Sam Hart

2007-12-14 19:45:33

We've been talking today in #FGIJ about my post a couple days ago on web-spam. We've basically been trying to come up with some good ideas for fighting it. Tabke has also commented about it on his site.

After all of our conversations, you know what I've come away with? I've realized the following two things:

See, just about any good solution (and by "good solution" I mean something that tests for intelligence while at the same time isn't too obtrusive to the average user on your site) is vulnerable to automated attack. If you use traditional image CAPTCHAs (like what I'm currently using on my site) you are vulnerable to OCR-style attacks. If you use mathematical CAPTCHAs (which the Drupal plugin I use also offers) or other types of logic CAPTCHAs, spambots can still easily figure them out with a bit of clever engineering on the spambot author's part. Everything is vulnerable from animated image CAPTCHAs to ASCII CAPTCHas to hidden CSS honeypots to clever javascripting to hashcash and everything in between.

As soon as you accept the simple fact that everything is vulnerable a feeling of helplessness can set in.

However, never fear, there is still a solution.... and that solution is a good one.

Ladies and germs, I present to you, the RAPTCHA!

RAPTCHA stands for "Random Automated Public Turing test to tell Computers and Humans Apart", or "Random cAPTCHA", whatever.. it doesn't really matter. I only chose it because it looks like CAPTCHA and (in a snarky way) sounds like rapture, and it starts with an R which is important.

The idea behind RAPTCHA is amazingly simple. Really, it doesn't take a rocket scientist to come up with this. In fact, I'm kind of embarrassed to be so proud that I thought of this on my own.

A RAPTCHA system is one which combines numerous different types of "good"[1] CAPTCHA-related schemes into one, and then randomly picks which one to use for each invocation of the system.

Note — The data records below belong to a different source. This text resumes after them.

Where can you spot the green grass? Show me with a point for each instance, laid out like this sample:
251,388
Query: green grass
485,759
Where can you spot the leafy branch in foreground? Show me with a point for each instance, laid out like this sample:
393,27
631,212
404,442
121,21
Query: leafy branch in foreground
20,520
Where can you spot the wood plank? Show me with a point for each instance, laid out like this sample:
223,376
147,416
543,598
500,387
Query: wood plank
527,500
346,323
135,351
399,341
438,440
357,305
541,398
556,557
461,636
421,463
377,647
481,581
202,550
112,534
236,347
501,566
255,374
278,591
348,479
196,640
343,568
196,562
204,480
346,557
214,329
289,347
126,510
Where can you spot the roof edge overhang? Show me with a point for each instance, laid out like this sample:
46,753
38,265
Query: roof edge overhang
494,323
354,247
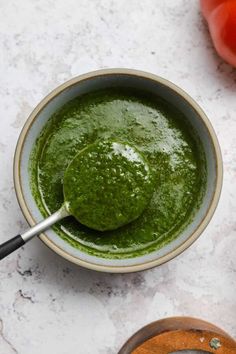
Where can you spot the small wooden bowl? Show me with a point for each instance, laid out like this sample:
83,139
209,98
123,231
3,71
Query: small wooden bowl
179,333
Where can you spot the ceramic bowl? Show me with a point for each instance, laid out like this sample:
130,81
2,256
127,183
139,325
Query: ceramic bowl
119,78
180,335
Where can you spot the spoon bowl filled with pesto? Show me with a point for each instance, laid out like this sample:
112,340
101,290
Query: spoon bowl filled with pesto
130,159
107,185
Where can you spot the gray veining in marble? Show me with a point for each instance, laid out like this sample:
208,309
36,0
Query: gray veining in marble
48,305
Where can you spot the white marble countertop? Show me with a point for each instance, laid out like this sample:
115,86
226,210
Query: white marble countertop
48,305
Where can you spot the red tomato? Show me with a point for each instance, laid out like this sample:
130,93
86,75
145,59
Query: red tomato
221,18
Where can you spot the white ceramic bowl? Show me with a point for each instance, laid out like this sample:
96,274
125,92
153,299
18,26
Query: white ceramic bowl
120,78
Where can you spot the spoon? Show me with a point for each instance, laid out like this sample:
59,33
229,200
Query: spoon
107,185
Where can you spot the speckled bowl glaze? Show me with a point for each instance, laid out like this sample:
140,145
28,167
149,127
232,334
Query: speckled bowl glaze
119,78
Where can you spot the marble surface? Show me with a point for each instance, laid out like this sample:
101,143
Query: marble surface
48,305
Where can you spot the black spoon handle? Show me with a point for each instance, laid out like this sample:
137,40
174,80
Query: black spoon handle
10,246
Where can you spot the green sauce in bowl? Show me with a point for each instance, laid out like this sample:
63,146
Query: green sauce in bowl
162,136
108,184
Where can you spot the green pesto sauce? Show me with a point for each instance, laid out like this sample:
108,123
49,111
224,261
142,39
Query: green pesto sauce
107,185
159,131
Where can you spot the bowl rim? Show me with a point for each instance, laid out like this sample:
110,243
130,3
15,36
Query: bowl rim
129,72
169,324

For example, when user "Bob" goes to leave a comment on a RAPTCHA powered site, he may encounter an image CAPTCHA like the following:

Classic image CAPTCHA

Meanwhile another user, "Mary", goes to leave a comment on the same RAPTCHA powered site. Instead of an image CAPTCHA, she encounters a logic one:


Later on, Bob decides he wants to leave another comment on this RAPTCHA powered site, and he encounters an ASCII-based CAPTCHA:


So on, and so forth (obviously repeated for your favorite CAPTCHA du jour).

The key here is that the type of CAPTCHA used will likely be different every time a comment reply form is loaded. Furthermore, a good RAPTCHA will not give away what type it's using (e.g., no hidden HTML comments detailing which CAPTCHA-type is being used). This is important because it means that any spambot attempting to leave a comment will have to be able to figure out which CAPTCHA scheme is being used before it can attempt to thwart it. This certainly doesn't make it impossible to beat a RAPTCHA site, but will undoubtedly make it that much more difficult.

Combine this with other anti-spam technologies (like blacklists, honeypots, etc.) and you should be able to come up with, at the very least, an incrementally better anti-spam solution to form spam on websites.

Anyway, I know I don't have any sample code doing this. Right now RAPTCHA is just an idea, and nothing more. I'll try to come up with at least a Drupal plugin one of these days for it... unless someone else beats me to it :-)

[1]: For relative values of good. Really, it would be entirely up to the RAPTCHA programmer to decide which CAPTCHA-related schemes to use. While there are some schemes I personally prefer over others, I realize this is purely subjective.